Qual sua opinião sobre o estado de conservação que o Distrito Industrial se encontra atualmente?
O que realmente faz esse motor girar é o PIM e a gente não o trata da maneira que deveria. Quando você vai em outro parque industrial (de outro País) chega a dar raiva, porque aqui o lugar que dá mais dinheiro está abandonado. As empresas ficam procurando lugares para não cair nos buracos. É uma falta de visão dos governantes e dos empresários, porque a gente também não faz nada. Desde a época que eu era estagiário se discutia os mesmos gargalos. Como eu desvio desses gargalos? O buraco do Distrito Industrial hoje é a mesma coisa que os gargalos: eles estão lá, historicamente todos sabem do problema e não muda nunca. Se a gente aplicasse um plano de ação para tapar os buracos do distrito? Se prefeitura isentasse de IPTU cada empresa que ajeitasse sua rua o problema seria minimizado. Hoje pagamos quase R$ 40 mil só de IPTU e tenho a frente da minha rua toda esburacada. Algo deveria ser feito, pois pagamos como indústria e precisamos ter a infraestrutura resolvida. Falta mais conversa. A tomada de decisão em nome do empresariado amazonense é ditada por um grupo de empresas, que por seu tamanho, tem maior poder de decisão. Eu defendo a criação de outras classes, pois o Cieam, por exemplo, representa um determinado conglomerado de empresas. As empresas pequenas, menores não têm voz ativa.

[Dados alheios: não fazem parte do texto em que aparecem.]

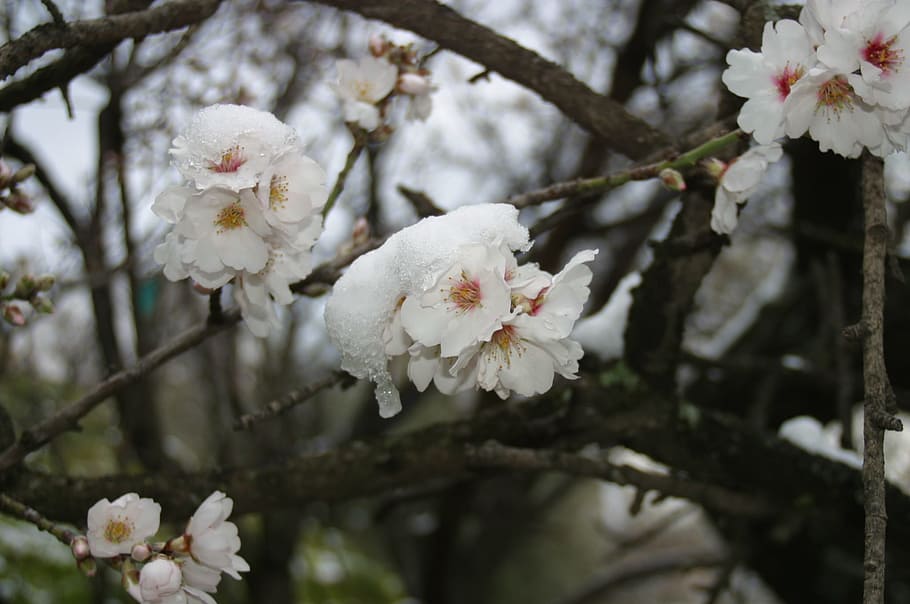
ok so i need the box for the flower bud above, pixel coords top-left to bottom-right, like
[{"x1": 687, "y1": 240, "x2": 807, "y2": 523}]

Daqui pra frente, quais os principais desafios que o setor deve enfrentar?
Em uma empresa de serviços, algo que pesa bastante é o custo do trabalhador. O modelo tributário trabalhista é muito oneroso. Quando fazemos cálculos para implantação de empresas de fora aqui, o custo trabalhista é decisivo. Você tem que fazer provisões de pagamento de funcionários ao longo do tempo. Se você começa a fazer essa conta no início do negócio, você nem abre a empresa no Brasil. O grande ponto a ser discutido é o trabalhista. Deveria ser algo mais justo, com o funcionário recebendo por aquilo que trabalhou, lógico que mantendo os principais seguros ao trabalhador que são de direito. Porque aquilo que eu pago hoje ao Governo não volta para eles. Não seria uma diminuição (de direitos), mas transformar numa balança mais justa para o trabalhador e empregado, e que esse retorno fosse mais direto ao funcionário.